I'm also facing the same issue, why container_path is an absolute path? this will impact all windows users.
https://github.com/mlflow/mlflow/blob/7c25e4ddd36d209d22488cdce699419430d74205/mlflow/projects/backend/local.py#L325-L332
I'm still facing this issue with mlflow v2.6.0 on Windows 10. Does anyone know a workaround?
same, i have the mlflow version 2.9.2(latest) and i still face the error in windows, any workarounds/solutions? Thanks
@lennartvandeguchte heres what i did, i have windows 11, i installed wsl for ubuntu and now its all good. occasionally it gets a bit buggy but thats alright ig
@lennartvandeguchte heres what i did, i have windows 11, i installed wsl for ubuntu and now its all good. occasionally it gets a bit buggy but thats alright ig
Could you elaborate more please? I'm still facing this issue. Thanks!
@mario-schiappacasse-ug what os are you using? and what trouble are you having?
@JINO-ROHIT
I'm running windows 11. While trying to run mlflow run it gives the following error. docker: Error response from daemon: invalid mode: \Users<user>\project\mlruns\0<run-id>\artifacts. See 'docker run --help'.
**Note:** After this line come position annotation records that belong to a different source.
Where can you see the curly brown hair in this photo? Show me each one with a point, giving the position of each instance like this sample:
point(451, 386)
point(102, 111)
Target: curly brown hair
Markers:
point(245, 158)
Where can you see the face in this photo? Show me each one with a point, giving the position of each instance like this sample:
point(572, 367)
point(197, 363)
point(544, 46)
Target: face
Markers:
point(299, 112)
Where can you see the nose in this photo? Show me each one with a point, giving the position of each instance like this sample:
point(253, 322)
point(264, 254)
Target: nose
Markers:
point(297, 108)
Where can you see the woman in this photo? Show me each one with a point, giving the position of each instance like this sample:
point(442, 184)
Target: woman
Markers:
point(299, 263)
In the MLproject i have defined a docker_env.
@mario-schiappacasse-ug hey the bug is that is doesnt work on windows, you basically have two choices -
- use wsl on windows which gives you a linux environment on a windows machine.
- dual boot and run this on ubuntu.
@JINO-ROHIT Thanks! Will try!
I'm currently trying with devcontainer running in debian. But for some reason mlflow is creating a broken volume for the artifacts.